Moving into the main WWW2010 presentation tracks, Yi Chang and his colleagues at Yahoo! presented Time is of the essence: Improving Recency Ranking using Twitter Data, which studied how to turn relevant and popular tweets into search results.  Crawling for real-time content is typically resource-intensive on search engines which have to frequently revisit many sources of such content, and belabors the servers of the content providers if recrawled too frequently.  The authors of this paper studied how to use streaming Twitter results to discover URLs and avoid having to actively recrawl for new content.  In a 5-hour sampling of tweets, Chang and team found 1M URLs, and after cleaning these results to avoid spam, adult content, or self-promoting tweets, approximately 5.9% of the URLs remained.  From here, the authors describe how various features including tweet content, retweets, and social network topology can be used to rank the discovered URLs.  Finally, the authors found that they can use the tweet text describing a URL in much the same way that search engines traditionally use the contents of anchor text linking to a webpage to index discovered URLs.

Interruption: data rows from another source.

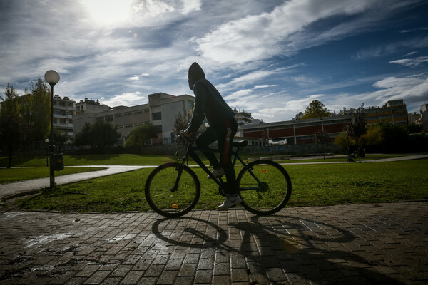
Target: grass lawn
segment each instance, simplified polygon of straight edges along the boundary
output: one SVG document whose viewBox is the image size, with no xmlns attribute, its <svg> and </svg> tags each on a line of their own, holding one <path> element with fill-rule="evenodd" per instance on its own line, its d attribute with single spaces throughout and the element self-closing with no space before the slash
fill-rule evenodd
<svg viewBox="0 0 428 285">
<path fill-rule="evenodd" d="M 56 171 L 55 176 L 68 174 L 88 172 L 101 170 L 103 167 L 65 167 L 61 171 Z M 0 168 L 0 184 L 14 182 L 30 179 L 44 178 L 49 177 L 49 168 Z"/>
<path fill-rule="evenodd" d="M 285 169 L 293 189 L 287 207 L 428 199 L 428 160 L 293 165 L 286 165 Z M 13 203 L 24 209 L 64 212 L 146 211 L 149 208 L 144 197 L 144 183 L 151 170 L 139 170 L 58 186 Z M 207 180 L 201 170 L 194 170 L 202 189 L 196 208 L 216 209 L 224 199 L 218 194 L 217 185 Z"/>
<path fill-rule="evenodd" d="M 242 155 L 243 159 L 258 159 L 263 155 Z M 381 158 L 402 156 L 400 155 L 367 155 L 362 160 L 378 160 Z M 78 165 L 159 165 L 165 162 L 175 162 L 175 156 L 167 155 L 64 155 L 65 166 Z M 278 162 L 335 162 L 346 161 L 346 158 L 337 156 L 334 158 L 323 160 L 322 157 L 312 160 L 287 160 Z M 6 167 L 9 157 L 0 157 L 0 167 Z M 205 160 L 208 163 L 207 160 Z M 46 157 L 41 156 L 16 155 L 12 160 L 12 166 L 16 167 L 44 167 L 46 165 Z"/>
<path fill-rule="evenodd" d="M 16 155 L 12 158 L 12 166 L 43 167 L 46 157 L 41 156 Z M 159 165 L 175 161 L 175 157 L 138 155 L 63 155 L 65 166 L 78 165 Z M 6 167 L 9 157 L 0 157 L 0 167 Z"/>
</svg>

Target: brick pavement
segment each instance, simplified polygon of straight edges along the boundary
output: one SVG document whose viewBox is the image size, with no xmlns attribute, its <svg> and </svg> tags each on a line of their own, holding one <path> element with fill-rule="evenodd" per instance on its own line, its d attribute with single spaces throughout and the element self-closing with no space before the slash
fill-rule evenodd
<svg viewBox="0 0 428 285">
<path fill-rule="evenodd" d="M 157 214 L 0 207 L 0 284 L 428 283 L 428 202 Z"/>
</svg>

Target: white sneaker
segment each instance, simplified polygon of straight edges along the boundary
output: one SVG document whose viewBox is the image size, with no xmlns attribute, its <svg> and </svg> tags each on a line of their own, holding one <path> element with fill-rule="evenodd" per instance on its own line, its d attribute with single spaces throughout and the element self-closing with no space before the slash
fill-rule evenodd
<svg viewBox="0 0 428 285">
<path fill-rule="evenodd" d="M 232 206 L 240 203 L 241 202 L 243 202 L 243 200 L 238 194 L 235 194 L 234 195 L 228 195 L 226 196 L 226 200 L 225 200 L 225 202 L 223 202 L 222 204 L 218 206 L 218 209 L 225 210 L 228 208 L 230 208 Z"/>
<path fill-rule="evenodd" d="M 214 175 L 215 177 L 220 177 L 220 176 L 223 176 L 225 175 L 225 170 L 221 167 L 217 168 L 213 170 L 211 173 L 213 173 L 213 175 Z M 210 175 L 208 175 L 207 178 L 211 179 L 211 177 Z"/>
</svg>

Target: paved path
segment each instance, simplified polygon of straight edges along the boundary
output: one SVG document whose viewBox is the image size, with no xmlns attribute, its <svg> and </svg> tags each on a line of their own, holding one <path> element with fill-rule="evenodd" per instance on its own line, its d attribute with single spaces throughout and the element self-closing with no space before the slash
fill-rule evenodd
<svg viewBox="0 0 428 285">
<path fill-rule="evenodd" d="M 0 284 L 426 284 L 428 202 L 59 214 L 0 207 Z"/>
<path fill-rule="evenodd" d="M 428 158 L 428 154 L 407 155 L 404 157 L 398 157 L 392 158 L 385 158 L 377 160 L 365 160 L 364 162 L 382 162 L 399 160 L 420 160 Z M 282 165 L 297 165 L 297 164 L 332 164 L 332 163 L 349 163 L 343 162 L 294 162 L 294 163 L 281 163 Z M 195 165 L 196 166 L 196 165 Z M 96 178 L 101 176 L 111 175 L 132 171 L 141 168 L 153 168 L 153 165 L 88 165 L 91 167 L 106 167 L 106 170 L 99 171 L 92 171 L 89 172 L 76 173 L 68 175 L 61 175 L 55 177 L 55 182 L 58 185 L 73 183 L 78 181 L 87 180 Z M 11 197 L 16 195 L 24 194 L 28 192 L 37 190 L 49 186 L 49 178 L 40 178 L 31 180 L 26 180 L 14 183 L 0 184 L 0 200 L 5 197 Z"/>
<path fill-rule="evenodd" d="M 81 166 L 79 166 L 81 167 Z M 103 176 L 126 172 L 141 168 L 155 167 L 153 165 L 86 165 L 88 167 L 105 167 L 105 170 L 70 174 L 55 177 L 55 183 L 58 185 L 76 182 L 78 181 L 87 180 Z M 68 166 L 68 167 L 73 167 Z M 29 167 L 29 170 L 31 167 Z M 49 170 L 46 169 L 46 171 Z M 31 191 L 38 190 L 41 188 L 49 187 L 49 177 L 34 179 L 31 180 L 21 181 L 14 183 L 0 184 L 0 199 L 8 197 L 24 194 Z"/>
<path fill-rule="evenodd" d="M 35 181 L 19 191 L 41 187 Z M 427 242 L 428 202 L 285 208 L 267 217 L 193 211 L 175 219 L 0 206 L 0 285 L 426 284 Z"/>
</svg>

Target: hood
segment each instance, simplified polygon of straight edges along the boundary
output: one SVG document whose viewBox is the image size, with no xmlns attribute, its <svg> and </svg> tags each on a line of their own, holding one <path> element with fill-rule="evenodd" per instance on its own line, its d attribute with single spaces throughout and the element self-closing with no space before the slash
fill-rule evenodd
<svg viewBox="0 0 428 285">
<path fill-rule="evenodd" d="M 190 90 L 193 90 L 195 83 L 200 79 L 205 79 L 205 73 L 198 63 L 193 63 L 189 68 L 189 72 L 188 73 L 188 81 L 189 81 Z"/>
</svg>

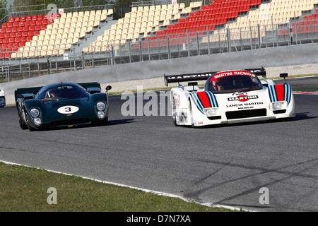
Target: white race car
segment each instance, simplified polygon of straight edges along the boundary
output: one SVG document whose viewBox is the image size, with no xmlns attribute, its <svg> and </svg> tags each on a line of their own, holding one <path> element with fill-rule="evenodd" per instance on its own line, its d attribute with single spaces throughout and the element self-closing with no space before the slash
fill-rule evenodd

Next, Haewoon Kwak presented What is Twitter: Social Network or News Media? One impressive contribution of this work is the large dataset that the authors collected, featuring 41.7M user profiles, 1.47B following relations, 4262 trending topics, and 106M tweets mentioning these trending topics.  The authors presented some interesting network structure statistics.  Twitter has an asymmetric following model, and only 22% of user pairings are symmetric, compared to a symmetric follower rate of around 70-85% on other asymmetric social networks.  This should not suggest that Twitter is more a news medium than a social network.  For example, Twitter may be a different medium to different users, and the high rate of updates might discourage users from following everyone that follows them.  Other interesting factoids presented by the authors included that 96% of retweet trees are of height 1, 35% of retweets occur within 10 minutes of the original tweet, and 55% occur within 1 hour.

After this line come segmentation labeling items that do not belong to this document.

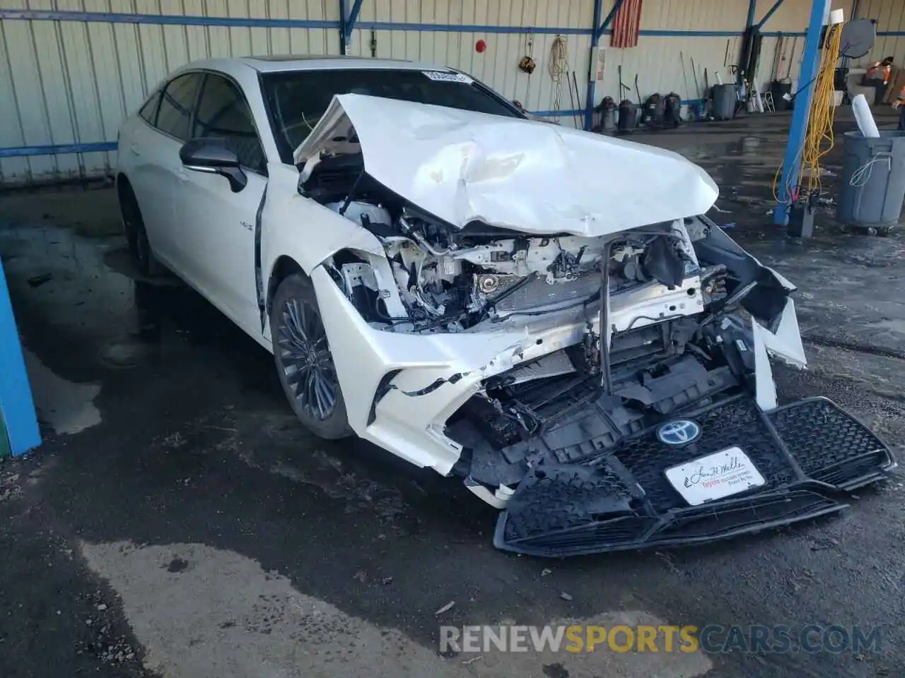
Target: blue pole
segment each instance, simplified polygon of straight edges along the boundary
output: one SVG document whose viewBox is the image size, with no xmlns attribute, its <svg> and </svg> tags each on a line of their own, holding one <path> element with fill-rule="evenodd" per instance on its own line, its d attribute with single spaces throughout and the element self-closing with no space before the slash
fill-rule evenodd
<svg viewBox="0 0 905 678">
<path fill-rule="evenodd" d="M 786 2 L 786 0 L 776 0 L 774 5 L 767 10 L 767 14 L 764 14 L 764 18 L 757 22 L 757 28 L 762 28 L 767 23 L 767 20 L 773 16 L 773 13 L 779 9 L 779 5 L 784 2 Z"/>
<path fill-rule="evenodd" d="M 754 10 L 757 6 L 757 0 L 748 0 L 748 21 L 745 23 L 745 28 L 750 28 L 754 25 Z"/>
<path fill-rule="evenodd" d="M 786 142 L 786 155 L 783 158 L 783 177 L 779 184 L 777 194 L 779 202 L 773 211 L 773 222 L 784 226 L 788 222 L 789 209 L 792 204 L 792 191 L 798 186 L 789 188 L 789 182 L 798 181 L 798 169 L 801 166 L 801 149 L 805 145 L 805 134 L 807 131 L 807 119 L 811 112 L 811 99 L 814 95 L 814 80 L 817 76 L 820 65 L 820 33 L 824 28 L 824 16 L 830 0 L 813 0 L 811 5 L 811 19 L 807 25 L 807 34 L 805 37 L 805 53 L 801 59 L 801 72 L 798 74 L 798 92 L 795 98 L 795 109 L 792 111 L 792 127 L 789 129 L 788 141 Z"/>
<path fill-rule="evenodd" d="M 600 36 L 604 34 L 604 31 L 606 30 L 606 26 L 610 24 L 613 19 L 615 18 L 616 12 L 622 6 L 622 4 L 625 0 L 614 0 L 613 7 L 610 9 L 606 18 L 604 19 L 603 23 L 600 24 L 600 27 L 597 27 L 597 22 L 600 21 L 600 14 L 603 14 L 603 0 L 594 0 L 594 19 L 591 24 L 591 66 L 587 71 L 587 100 L 585 101 L 585 129 L 590 130 L 591 127 L 594 125 L 594 101 L 596 99 L 596 77 L 597 77 L 597 46 L 600 43 Z M 622 92 L 619 92 L 619 96 L 622 96 Z"/>
<path fill-rule="evenodd" d="M 3 262 L 0 262 L 0 418 L 6 428 L 13 455 L 24 455 L 41 445 L 32 390 L 19 345 Z M 4 427 L 0 426 L 0 435 Z M 5 446 L 0 445 L 0 447 Z"/>
<path fill-rule="evenodd" d="M 346 37 L 346 23 L 348 20 L 348 0 L 339 0 L 339 53 L 348 53 L 348 39 Z"/>
<path fill-rule="evenodd" d="M 604 0 L 594 0 L 594 18 L 591 19 L 591 58 L 587 68 L 587 92 L 585 94 L 585 129 L 588 132 L 594 127 L 594 101 L 597 93 L 597 22 L 603 12 Z"/>
</svg>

Finally, Takeshi Sakaki presented Earthquake Shakes Twitter Users:
Real-time Event Detection by Social Sensors
, which described how to build an earthquake detection and location system with the tweetstream as its input.  The authors passed all tweets with the term ‘earthquake’ or ’shaking’ to a classifier, and showed which  features of tweets helped classify positive and negative instances of tweets relating to an earthquake.  They then built a temporal model to identify when the earthquake-positive tweets strayed from the norm.  Finally, they compared several spatial methods for using geotagged tweets to determine the epicenter of an earthquake.  The authors point out one weakness in their location logic: their algorithms have a hard time identifying an accurate location of earthquakes which have an epicenter in the ocean.

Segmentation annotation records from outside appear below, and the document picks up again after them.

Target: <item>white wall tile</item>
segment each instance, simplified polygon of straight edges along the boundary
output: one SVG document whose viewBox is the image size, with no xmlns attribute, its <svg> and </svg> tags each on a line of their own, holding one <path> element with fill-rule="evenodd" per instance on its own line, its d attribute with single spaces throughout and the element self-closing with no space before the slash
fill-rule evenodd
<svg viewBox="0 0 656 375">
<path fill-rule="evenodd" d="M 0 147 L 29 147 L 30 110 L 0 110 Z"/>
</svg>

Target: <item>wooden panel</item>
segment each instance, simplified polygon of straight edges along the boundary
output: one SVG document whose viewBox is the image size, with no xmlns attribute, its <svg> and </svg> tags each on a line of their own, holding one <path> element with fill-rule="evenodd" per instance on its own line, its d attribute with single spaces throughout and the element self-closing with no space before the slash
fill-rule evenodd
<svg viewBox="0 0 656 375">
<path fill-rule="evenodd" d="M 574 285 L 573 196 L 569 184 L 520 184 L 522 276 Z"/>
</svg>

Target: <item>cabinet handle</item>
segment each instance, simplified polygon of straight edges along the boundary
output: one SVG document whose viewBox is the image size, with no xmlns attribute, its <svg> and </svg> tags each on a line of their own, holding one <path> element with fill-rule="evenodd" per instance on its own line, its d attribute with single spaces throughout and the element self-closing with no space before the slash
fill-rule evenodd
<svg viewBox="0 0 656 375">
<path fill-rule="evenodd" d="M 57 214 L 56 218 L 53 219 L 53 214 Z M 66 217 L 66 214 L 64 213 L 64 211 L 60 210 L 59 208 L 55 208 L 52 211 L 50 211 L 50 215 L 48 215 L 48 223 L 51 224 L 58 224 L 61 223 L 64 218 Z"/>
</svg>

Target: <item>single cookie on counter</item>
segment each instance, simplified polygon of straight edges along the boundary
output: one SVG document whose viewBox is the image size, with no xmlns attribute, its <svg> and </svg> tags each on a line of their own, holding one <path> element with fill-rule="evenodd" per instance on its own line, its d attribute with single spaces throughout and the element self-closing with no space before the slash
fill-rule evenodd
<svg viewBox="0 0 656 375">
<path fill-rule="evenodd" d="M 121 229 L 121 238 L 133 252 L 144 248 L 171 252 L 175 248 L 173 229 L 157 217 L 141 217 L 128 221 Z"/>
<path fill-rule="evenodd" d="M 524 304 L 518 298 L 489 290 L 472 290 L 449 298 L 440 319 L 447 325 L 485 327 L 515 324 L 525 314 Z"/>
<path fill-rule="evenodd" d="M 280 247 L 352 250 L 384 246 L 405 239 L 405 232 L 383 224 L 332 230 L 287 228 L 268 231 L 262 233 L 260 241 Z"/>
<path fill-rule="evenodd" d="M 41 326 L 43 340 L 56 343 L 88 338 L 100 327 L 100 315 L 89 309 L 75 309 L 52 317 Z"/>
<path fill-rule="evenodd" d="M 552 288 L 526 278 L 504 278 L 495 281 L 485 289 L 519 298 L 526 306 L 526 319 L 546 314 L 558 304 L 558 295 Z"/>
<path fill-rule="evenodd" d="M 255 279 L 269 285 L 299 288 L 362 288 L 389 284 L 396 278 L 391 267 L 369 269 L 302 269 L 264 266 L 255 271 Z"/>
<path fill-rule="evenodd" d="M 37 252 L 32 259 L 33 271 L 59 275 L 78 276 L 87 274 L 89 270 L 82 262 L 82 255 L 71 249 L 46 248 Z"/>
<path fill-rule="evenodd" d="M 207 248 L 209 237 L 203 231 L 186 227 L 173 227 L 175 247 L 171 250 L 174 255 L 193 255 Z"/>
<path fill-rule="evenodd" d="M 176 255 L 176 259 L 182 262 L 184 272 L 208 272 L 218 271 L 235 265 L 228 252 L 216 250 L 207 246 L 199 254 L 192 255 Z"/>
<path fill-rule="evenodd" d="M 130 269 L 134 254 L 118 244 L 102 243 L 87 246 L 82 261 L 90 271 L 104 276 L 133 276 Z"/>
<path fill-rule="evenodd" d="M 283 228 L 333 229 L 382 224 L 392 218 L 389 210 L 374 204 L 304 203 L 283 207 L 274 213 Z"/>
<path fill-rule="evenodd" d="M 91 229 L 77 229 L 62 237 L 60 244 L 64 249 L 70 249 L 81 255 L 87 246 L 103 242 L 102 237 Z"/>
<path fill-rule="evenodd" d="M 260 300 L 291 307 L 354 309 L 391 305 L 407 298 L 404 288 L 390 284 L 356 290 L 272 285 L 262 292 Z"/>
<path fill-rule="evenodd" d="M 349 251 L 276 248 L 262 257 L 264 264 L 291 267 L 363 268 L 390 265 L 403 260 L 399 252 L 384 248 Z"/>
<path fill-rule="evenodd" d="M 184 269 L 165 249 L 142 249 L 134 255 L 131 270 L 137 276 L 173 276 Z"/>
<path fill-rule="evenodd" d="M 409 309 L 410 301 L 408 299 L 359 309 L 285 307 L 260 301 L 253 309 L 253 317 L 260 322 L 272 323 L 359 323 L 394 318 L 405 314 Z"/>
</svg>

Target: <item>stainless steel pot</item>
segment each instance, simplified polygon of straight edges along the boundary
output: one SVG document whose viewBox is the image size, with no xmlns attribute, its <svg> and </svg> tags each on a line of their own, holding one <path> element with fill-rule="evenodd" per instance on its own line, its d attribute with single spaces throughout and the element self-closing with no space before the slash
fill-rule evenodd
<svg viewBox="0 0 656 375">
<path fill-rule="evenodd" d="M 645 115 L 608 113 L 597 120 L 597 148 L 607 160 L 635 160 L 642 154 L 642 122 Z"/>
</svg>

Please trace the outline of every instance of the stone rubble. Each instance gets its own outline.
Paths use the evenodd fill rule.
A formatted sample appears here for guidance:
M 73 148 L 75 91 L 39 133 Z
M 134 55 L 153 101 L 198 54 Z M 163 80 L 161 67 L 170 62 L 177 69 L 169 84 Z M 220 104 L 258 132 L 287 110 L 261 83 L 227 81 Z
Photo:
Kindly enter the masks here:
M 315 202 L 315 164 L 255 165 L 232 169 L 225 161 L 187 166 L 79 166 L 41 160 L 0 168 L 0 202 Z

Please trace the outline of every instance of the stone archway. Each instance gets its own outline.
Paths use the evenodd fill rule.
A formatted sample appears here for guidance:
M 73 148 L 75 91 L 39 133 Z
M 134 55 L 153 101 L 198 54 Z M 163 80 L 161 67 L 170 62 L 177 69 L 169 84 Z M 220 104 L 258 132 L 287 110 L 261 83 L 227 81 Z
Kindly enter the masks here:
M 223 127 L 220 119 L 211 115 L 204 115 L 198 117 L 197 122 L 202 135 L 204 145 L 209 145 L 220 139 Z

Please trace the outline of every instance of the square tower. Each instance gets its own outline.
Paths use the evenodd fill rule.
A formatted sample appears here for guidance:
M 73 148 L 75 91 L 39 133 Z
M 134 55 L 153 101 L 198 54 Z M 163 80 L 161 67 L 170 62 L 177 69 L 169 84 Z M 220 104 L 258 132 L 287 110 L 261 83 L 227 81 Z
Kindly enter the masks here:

A summary of the Twitter analysis papers would not be complete without a hat tip to danah boyd, who gave a wonderful keynote which touched on the intersection of big data analysis and privacy.  boyd pushed researchers with access to content outside of the context in which it was created, such as a message sent to a friend or a tweet directed at a tight social network, to be ethical with their handling of that data.  Doing her talk  justice would take a blog post of its own, so I will just mention one point that danah made toward the beginning of her talk.  When confronted with a large dataset, big data hackers sometimes equate aggregate statistics to facts that need not be backed or understood by social models, and sometimes fail to think about the limitations of their population samples.  Little things matter: sampling 5% of all tweets biases toward users that tweet more frequently.  Similarly, sampling 5% of twitter accounts does not properly account for people with multiple accounts/identities or lurkers with no accounts.  Social streams are a wonderful data source for data scientists, but we should ford the streams responsibly.